ECLI:NL:RBDHA:2018:13363
Rechtbank Den Haag
- Voorlopige voorziening+bodemzaak
- Rechtspraak.nl
Asielaanvraag en overdracht aan Italië in het kader van de Dublinverordening met betrekking tot suïcidaliteit en medische zorg
In deze zaak heeft de Rechtbank Den Haag op 8 november 2018 uitspraak gedaan in een asielprocedure waarbij de eiser, een Liberiaanse nationaliteit bezittende asielzoeker, in beroep ging tegen een besluit van de Staatssecretaris van Justitie en Veiligheid. De Staatssecretaris had de aanvraag van eiser om een verblijfsvergunning asiel voor bepaalde tijd niet in behandeling genomen, met als argument dat Italië verantwoordelijk was voor de behandeling van de aanvraag op basis van de Dublinverordening. Eiser voerde aan dat hij eerder in Italië had verbleven en dat de opvangvoorzieningen daar ondermaats zijn, wat zijn suïcidaliteit zou verergeren. Hij stelde dat de autoriteiten in Italië niet in staat zouden zijn om hem adequate zorg te bieden, en dat er aanvullende garanties gevraagd hadden moeten worden.

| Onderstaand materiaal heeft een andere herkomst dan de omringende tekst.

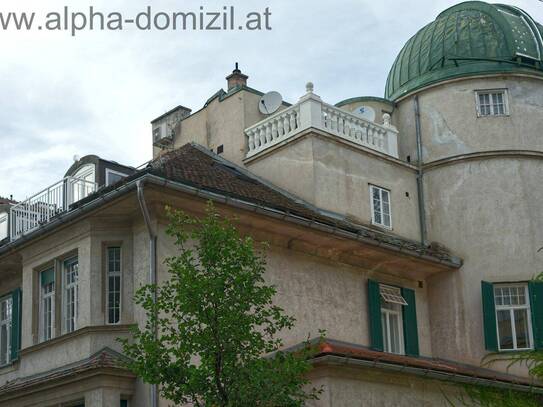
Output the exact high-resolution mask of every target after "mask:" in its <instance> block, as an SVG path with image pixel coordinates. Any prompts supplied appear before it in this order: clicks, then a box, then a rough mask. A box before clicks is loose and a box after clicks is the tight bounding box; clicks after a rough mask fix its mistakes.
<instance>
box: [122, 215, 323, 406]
mask: <svg viewBox="0 0 543 407" xmlns="http://www.w3.org/2000/svg"><path fill="white" fill-rule="evenodd" d="M167 212H168V216H169V220H170V224H169V227H168V229H167V234H168V235H169V236H171V237H172V238H173V239H174V240H175V245H176V247H177V249H178V252H177V254H176V255H175V256H173V257H170V258H168V259H166V261H165V264H166V265H167V267H168V272H169V278H168V279H167V281H165V282H164V283H163V284H160V285H158V286H155V285H146V286H143V287H142V288H140V289H139V290H138V291H137V293H136V295H135V302H136V304H138V305H139V306H141V307H142V308H143V309H144V310H145V312H146V314H147V322H146V324H145V326H142V327H135V328H133V330H132V334H133V339H132V340H130V341H128V340H121V342H122V345H123V349H124V352H125V354H126V355H127V356H128V357H129V358H130V362H128V367H129V368H130V369H131V370H132V371H133V372H134V373H136V374H137V375H138V376H140V377H142V378H143V380H144V381H145V382H147V383H153V384H159V385H160V392H161V395H162V396H163V397H165V398H167V399H169V400H171V401H173V402H175V403H192V404H193V405H195V406H202V407H203V406H206V407H207V406H213V407H218V406H221V407H230V406H236V407H244V406H247V407H249V406H251V407H254V406H270V407H272V406H273V407H279V406H285V407H290V406H292V407H296V406H302V405H303V404H304V402H305V401H306V400H308V399H316V398H318V394H319V393H320V390H317V389H310V390H308V391H307V390H306V388H307V385H308V382H307V380H306V379H305V374H306V373H308V371H309V370H310V367H311V366H310V364H309V362H308V361H307V359H308V356H309V355H310V353H311V352H312V351H311V347H310V346H309V344H306V346H305V347H303V348H302V349H301V350H300V351H298V352H289V353H283V352H281V351H280V349H281V347H282V345H283V343H282V341H281V339H280V338H279V337H278V334H279V333H280V332H281V331H282V330H288V329H291V328H292V327H293V325H294V322H295V321H294V318H292V317H290V316H287V315H285V313H284V311H283V309H281V308H280V307H278V306H277V305H275V304H274V303H273V298H274V296H275V294H276V289H275V287H273V286H270V285H267V284H266V283H265V281H264V271H265V257H264V252H263V251H261V250H256V249H255V243H254V242H253V240H252V239H251V238H249V237H242V236H240V234H239V232H238V231H237V229H236V227H235V226H234V224H233V222H232V221H231V220H229V219H225V218H223V217H221V216H219V215H218V213H217V212H216V210H215V209H214V208H213V206H212V205H211V204H209V205H208V208H207V211H206V216H205V217H203V218H201V219H198V218H193V217H190V216H187V215H185V214H184V213H182V212H180V211H175V210H171V209H169V208H167ZM155 297H156V300H155Z"/></svg>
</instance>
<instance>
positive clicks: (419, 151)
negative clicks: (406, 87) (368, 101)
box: [413, 95, 427, 246]
mask: <svg viewBox="0 0 543 407" xmlns="http://www.w3.org/2000/svg"><path fill="white" fill-rule="evenodd" d="M413 101H414V105H415V131H416V136H417V167H418V168H417V195H418V200H419V227H420V243H421V244H422V245H424V246H426V245H427V236H426V210H425V208H424V184H423V182H422V176H423V168H422V135H421V131H420V108H419V97H418V95H415V97H414V99H413Z"/></svg>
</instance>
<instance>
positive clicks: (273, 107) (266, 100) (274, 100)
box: [258, 92, 283, 114]
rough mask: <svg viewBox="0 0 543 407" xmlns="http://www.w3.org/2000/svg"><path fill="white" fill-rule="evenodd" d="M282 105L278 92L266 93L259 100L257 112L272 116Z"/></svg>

Tijdens de zitting op 9 februari 2018 werd het onderzoek geschorst om eiser de gelegenheid te geven nadere medische stukken over te leggen. Eiser overhandigde verschillende medische rapporten, waaronder een advies van het Bureau Medische Advisering (BMA) dat stelde dat hij in staat was om te reizen, mits begeleid door een psychiatrisch verpleegkundige. De rechtbank oordeelde dat de Staatssecretaris voldoende had gedaan om te voldoen aan de zorgplicht en dat er geen reden was om aan te nemen dat de Italiaanse autoriteiten niet in staat zouden zijn om aan de medische behoeften van eiser te voldoen. De rechtbank concludeerde dat het interstatelijk vertrouwensbeginsel van toepassing was en dat de zorg in Italië vergelijkbaar was met die in Nederland.
Uiteindelijk verklaarde de rechtbank het beroep ongegrond, waarbij zij oordeelde dat de Staatssecretaris geen aanleiding had hoeven zien om van overdracht aan Italië af te zien. De rechtbank benadrukte dat er geen gebreken waren in het bestreden besluit en dat de toezegging van de Staatssecretaris om relevante medische gegevens te delen met de Italiaanse autoriteiten voldoende was. De uitspraak werd openbaar gemaakt en partijen werden op de hoogte gesteld van de mogelijkheid tot hoger beroep.